Some electronic devices operate at very low, cryogenic temperatures, sometimes as low as 4 K, which is the temperature of liquid helium. Such devices include infra-red (IR) photodetectors or single-photon Avalanche Photo-Diodes (APD) (also known as a Geiger-mode APD or GAPD), based on a reverse biased p-n junction in which a photo-generated carrier can trigger an avalanche current due to the impact ionization mechanism. This device is able to detect low-intensity optical signals, e.g. single photon [1], [2].

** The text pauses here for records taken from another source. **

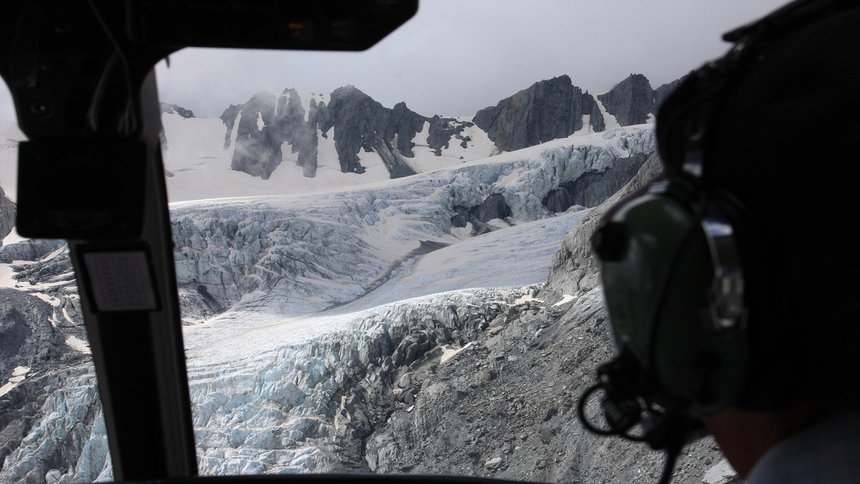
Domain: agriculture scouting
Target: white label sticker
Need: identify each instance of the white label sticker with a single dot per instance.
(120, 281)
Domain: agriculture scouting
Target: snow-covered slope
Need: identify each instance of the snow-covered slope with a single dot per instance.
(294, 294)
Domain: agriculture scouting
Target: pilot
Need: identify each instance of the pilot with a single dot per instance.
(732, 282)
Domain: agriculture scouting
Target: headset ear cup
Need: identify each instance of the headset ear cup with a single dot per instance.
(659, 287)
(697, 358)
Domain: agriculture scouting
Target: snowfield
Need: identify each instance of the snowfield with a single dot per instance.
(291, 286)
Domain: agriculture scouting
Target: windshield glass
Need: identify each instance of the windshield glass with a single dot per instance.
(382, 257)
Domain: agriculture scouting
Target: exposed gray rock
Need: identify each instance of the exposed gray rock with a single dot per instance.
(545, 111)
(357, 120)
(662, 92)
(392, 158)
(493, 207)
(258, 147)
(442, 130)
(593, 188)
(174, 109)
(630, 101)
(574, 269)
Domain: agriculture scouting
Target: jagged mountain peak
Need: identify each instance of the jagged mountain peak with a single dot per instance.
(351, 132)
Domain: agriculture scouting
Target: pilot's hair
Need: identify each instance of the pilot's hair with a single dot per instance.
(786, 146)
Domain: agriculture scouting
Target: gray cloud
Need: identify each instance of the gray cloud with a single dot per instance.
(455, 57)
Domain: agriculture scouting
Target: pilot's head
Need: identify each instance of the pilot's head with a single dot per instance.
(733, 282)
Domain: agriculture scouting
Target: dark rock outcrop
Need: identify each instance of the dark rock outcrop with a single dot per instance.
(358, 120)
(174, 109)
(630, 101)
(493, 207)
(7, 215)
(392, 159)
(257, 151)
(443, 129)
(545, 111)
(592, 188)
(266, 122)
(662, 92)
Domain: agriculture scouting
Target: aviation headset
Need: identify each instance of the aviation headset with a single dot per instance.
(672, 263)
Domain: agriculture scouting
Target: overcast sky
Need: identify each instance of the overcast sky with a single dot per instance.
(457, 56)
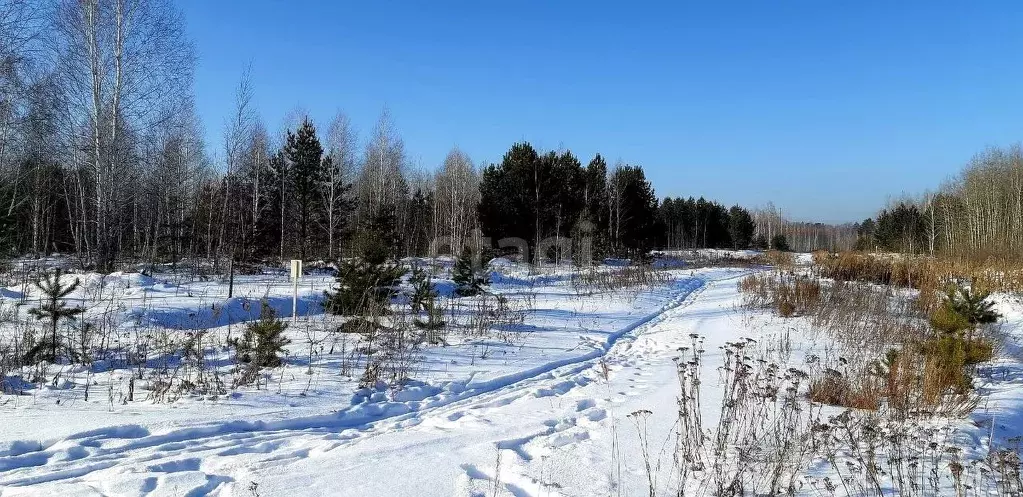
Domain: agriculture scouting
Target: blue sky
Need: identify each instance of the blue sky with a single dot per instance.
(826, 108)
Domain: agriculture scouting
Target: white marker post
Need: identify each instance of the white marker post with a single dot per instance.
(296, 275)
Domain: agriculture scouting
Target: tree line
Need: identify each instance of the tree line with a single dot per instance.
(102, 155)
(976, 214)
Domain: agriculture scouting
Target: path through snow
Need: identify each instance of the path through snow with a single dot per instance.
(544, 431)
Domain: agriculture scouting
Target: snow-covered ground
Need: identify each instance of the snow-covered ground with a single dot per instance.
(541, 410)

TCAD simulations of devices operating at such low temperatures, especially below 50 K, have always posed a challenge. Below 50 K, carrier and ionization statistics develop sharp transitions which cause slower convergence. As the temperature (T) decreases, the intrinsic carrier concentration also decreases. For example, the silicon intrinsic carrier concentration (n_i), which at T=300K is around 1.5e+10 cm^-3, at T=40K becomes 1.2e-53 cm^-3, at T=30Kn_i=1.8e-77 cm^-3, at T=20K n_i= 5.0e-125 cm^-3, and at T=10K n_i= 2.7e-267 cm^-3. Therefore, in quasi-neutral or depletion regions, the minority carrier concentration can easily underflow. Such the situation requires using a significantly higher floating point precision, as well as special numerical techniques, which are available in Silvaco’s TCAD device simulation tools.